Há o temor, sim, de que a França volte a sofrer para se classificar para uma Copa. Todos se lembram da forma como os franceses garantiram presença na África do Sul, com a polêmica mão de Henry contra a Irlanda. Seria tolice achar que os Bleus são favoritos para a primeira colocação de seu grupo, que lhe daria a vaga direta para o Mundial. Só que também não dá para pintar o cenário como um inferno, no qual a França ficaria atrás até mesmo da Bielorrússia – embora Blanc não guarde boas lembranças deles.
Finlândia, Geórgia e Bielorrússia não devem colocar grandes problemas para espanhóis e franceses, mas devem dar trabalho. Blanc, porém, segue uma linha de trabalho bastante sólida e constrói uma base firme para varrer os últimos resquícios da trágica era Domenech. Aos poucos, os Bleus ganham uma cara nova, com uma renovação de qualidade promovida por um técnico de verdade, sem as maluquices de seu antecessor.
A França mostrou grande potencial para evoluir. Contra seleções de renome, como nos amistosos contra Inglaterra e Brasil, os Bleus exibiram um futebol convincente, digno de uma seleção que impõe respeito frente aos grandes. O desempenho em seus últimos jogos, contra Ucrânia e Polônia, também deixa boa impressão quanto ao bom trabalho feito por Blanc – basta relembrar a descoberta de Marvin Martin, candidato natural a ocupar o posto de cérebro da equipe.
Com a margem de evolução que Blanc já mostrou ter em mente, a França não deve ser encarada como a coitadinha das eliminatórias europeias. A Espanha segue como favorita para ser a primeira colocada do grupo (por motivos óbvios), mas o cenário para os Bleus também não é tão horrível assim.
Les Galactiques
O Paris Saint-Germain dá passos firmes para montar um esquadrão para a disputa desta temporada. A contagem regressiva para o acerto com Javier Pastore por algo em torno de € 43 milhões se tornou o maior golpe deste mercado de transferências na França. Afinal, não é todo dia que um clube do país pode bater no peito e se orgulhar de ter atravessado ninguém menos do que o Chelsea, outro interessado no meia argentino.
Com a chegada de Pastore, desenha-se um PSG muito forte para a Ligue 1. Cabe lembrar que Leonardo estava disposto a torrar dinheiro para contratar um meia de qualidade, capaz de reger uma equipe que necessitava de um cérebro. Paulo Henrique Ganso chegou a ser cogitado, mas o argentino tem habilidade suficiente para ser esse jogador.
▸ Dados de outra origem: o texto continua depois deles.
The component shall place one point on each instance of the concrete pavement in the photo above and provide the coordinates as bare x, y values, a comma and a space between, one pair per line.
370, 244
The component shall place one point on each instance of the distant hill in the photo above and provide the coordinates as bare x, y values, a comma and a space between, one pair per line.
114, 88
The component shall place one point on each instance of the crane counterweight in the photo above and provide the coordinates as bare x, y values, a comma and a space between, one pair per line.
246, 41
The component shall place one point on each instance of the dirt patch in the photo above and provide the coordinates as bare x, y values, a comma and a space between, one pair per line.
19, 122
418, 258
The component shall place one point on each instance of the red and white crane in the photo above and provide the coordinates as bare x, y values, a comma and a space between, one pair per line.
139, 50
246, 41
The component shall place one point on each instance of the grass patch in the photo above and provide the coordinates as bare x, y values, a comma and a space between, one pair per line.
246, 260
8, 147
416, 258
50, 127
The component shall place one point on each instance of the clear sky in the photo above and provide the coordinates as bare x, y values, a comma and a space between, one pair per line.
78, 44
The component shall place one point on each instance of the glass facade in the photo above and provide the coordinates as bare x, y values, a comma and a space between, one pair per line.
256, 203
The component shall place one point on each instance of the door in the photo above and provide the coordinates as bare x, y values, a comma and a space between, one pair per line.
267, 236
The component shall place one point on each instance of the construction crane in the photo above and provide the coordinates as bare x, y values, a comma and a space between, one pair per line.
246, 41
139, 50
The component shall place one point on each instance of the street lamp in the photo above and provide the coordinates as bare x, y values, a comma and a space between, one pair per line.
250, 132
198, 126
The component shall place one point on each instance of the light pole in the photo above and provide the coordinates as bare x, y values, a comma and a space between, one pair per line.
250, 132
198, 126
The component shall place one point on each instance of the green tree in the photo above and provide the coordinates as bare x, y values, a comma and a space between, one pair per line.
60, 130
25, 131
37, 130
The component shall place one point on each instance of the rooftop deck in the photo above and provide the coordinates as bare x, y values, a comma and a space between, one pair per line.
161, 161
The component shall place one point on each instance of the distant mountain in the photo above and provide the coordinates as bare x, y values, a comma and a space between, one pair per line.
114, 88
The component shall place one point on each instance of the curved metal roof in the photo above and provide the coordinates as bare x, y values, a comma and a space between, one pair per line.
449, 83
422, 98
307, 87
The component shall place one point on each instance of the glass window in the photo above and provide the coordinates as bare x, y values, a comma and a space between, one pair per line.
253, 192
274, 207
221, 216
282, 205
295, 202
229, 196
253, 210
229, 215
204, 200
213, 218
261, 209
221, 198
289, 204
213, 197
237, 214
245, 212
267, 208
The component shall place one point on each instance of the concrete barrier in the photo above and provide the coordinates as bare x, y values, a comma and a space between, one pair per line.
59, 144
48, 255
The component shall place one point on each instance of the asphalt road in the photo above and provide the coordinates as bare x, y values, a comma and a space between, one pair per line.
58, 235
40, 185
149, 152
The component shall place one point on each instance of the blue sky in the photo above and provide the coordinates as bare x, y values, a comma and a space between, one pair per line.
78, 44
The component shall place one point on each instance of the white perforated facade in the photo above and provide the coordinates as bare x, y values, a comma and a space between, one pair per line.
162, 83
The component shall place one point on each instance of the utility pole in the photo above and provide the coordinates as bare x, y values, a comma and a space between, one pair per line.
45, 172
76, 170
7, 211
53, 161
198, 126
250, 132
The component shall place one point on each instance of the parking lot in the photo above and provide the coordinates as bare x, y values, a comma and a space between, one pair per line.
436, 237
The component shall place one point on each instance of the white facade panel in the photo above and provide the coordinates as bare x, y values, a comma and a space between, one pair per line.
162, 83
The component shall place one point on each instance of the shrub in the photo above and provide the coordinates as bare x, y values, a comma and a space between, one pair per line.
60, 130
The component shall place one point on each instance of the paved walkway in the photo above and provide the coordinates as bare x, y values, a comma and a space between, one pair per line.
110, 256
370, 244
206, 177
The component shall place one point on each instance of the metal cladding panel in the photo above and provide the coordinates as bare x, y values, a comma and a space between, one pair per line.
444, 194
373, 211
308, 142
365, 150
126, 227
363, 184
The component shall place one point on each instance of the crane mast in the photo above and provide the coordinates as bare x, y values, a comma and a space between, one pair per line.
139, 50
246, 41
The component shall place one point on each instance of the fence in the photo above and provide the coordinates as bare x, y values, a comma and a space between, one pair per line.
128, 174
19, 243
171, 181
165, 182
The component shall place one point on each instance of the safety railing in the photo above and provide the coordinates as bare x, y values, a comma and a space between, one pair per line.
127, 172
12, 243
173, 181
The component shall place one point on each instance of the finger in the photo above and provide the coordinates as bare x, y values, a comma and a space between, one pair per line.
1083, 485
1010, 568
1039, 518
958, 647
A contratação de Pastore apenas reforça o papel de Leonardo nesta montagem do novo PSG. O brasileiro aproveitou seus conhecimentos do futebol italiano para garimpar bons nomes para o clube da capital. Cabe lembrar que, além do argentino, o goleiro Salvatore Sirigu (Palermo e seleção italiana) e Jérémy Ménez (Roma) foram outros nomes que preferiram deixar a Série A e apostar na Ligue 1.
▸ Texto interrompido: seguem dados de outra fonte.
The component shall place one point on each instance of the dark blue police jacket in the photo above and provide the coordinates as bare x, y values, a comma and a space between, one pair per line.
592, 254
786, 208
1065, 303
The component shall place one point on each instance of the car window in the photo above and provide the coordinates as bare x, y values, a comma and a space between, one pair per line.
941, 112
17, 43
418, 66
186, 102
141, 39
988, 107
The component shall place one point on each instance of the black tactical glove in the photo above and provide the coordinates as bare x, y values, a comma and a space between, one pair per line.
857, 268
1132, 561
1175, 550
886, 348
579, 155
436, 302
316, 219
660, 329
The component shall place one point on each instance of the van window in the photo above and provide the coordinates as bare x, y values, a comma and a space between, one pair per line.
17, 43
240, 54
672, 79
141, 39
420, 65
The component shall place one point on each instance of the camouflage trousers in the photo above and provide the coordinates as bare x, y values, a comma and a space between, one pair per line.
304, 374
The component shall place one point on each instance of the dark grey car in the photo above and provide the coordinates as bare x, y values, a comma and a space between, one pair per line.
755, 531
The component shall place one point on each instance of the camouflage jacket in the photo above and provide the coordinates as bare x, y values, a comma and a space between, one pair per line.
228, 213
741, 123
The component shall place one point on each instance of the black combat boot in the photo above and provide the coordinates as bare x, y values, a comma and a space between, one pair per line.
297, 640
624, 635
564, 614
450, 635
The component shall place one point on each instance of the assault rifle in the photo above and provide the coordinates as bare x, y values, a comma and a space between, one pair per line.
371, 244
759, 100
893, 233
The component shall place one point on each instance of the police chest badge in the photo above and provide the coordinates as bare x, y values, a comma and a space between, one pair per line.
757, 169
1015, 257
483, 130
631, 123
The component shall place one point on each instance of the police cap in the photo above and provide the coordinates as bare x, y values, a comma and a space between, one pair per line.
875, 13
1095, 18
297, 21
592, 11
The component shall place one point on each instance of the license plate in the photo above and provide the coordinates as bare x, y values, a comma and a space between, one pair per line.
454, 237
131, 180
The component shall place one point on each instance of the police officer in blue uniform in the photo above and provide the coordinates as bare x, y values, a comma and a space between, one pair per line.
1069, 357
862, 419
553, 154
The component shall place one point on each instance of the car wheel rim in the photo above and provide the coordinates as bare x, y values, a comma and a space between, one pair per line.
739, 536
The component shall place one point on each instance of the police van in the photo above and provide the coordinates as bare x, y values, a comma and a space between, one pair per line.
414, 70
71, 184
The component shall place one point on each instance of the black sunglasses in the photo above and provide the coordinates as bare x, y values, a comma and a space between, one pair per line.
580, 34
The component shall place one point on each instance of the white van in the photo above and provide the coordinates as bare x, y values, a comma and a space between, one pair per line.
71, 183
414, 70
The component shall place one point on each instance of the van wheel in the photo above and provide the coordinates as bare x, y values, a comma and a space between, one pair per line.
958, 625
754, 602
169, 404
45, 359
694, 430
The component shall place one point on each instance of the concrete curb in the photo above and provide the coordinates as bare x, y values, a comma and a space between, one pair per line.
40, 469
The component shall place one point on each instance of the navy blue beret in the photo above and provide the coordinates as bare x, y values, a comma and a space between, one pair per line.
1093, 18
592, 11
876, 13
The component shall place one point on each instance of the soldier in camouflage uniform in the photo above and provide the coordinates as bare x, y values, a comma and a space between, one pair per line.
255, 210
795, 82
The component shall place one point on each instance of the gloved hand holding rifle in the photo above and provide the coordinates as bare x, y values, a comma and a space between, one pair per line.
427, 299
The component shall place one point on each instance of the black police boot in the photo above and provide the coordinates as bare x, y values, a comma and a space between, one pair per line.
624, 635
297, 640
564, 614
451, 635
O Paris Saint-Germain já gastou € 83,5 milhões para reforçar seu elenco para 2011/12. Como já foi dito aqui anteriormente, o clube até agora segue uma política correta de contratações. Pode-se questionar se Pastore realmente vale tanto, mas a acirrada concorrência pelo argentino justifica uma oferta tão elevada.
Como em todo grande investimento, o PSG precisa ter um bom retorno para compensar tantos gastos. Ou seja: o clube terá a obrigação de, no mínimo, assegurar sua presença na próxima edição da Liga dos Campeões – que injetará milhões de euros nos cofres do clube. Qualquer coisa fora desta meta será uma tremenda decepção e um enorme prejuízo.
O lado ruim desta história fica por conta da pressão em cima do elenco e de Antoine Kombouaré por bons resultados logo de cara. Para o treinador, trata-se de uma péssima carga. Ele, que já foi questionado e não conta com tanta simpatia assim, seria o primeiro a sofrer as consequências de um início de trabalho com alguns tropeços. O PSG precisa mostrar que, além de estar com os bolsos cheios, também tem pulso firme para suportar possíveis momentos conturbados para não comprometer seus planos.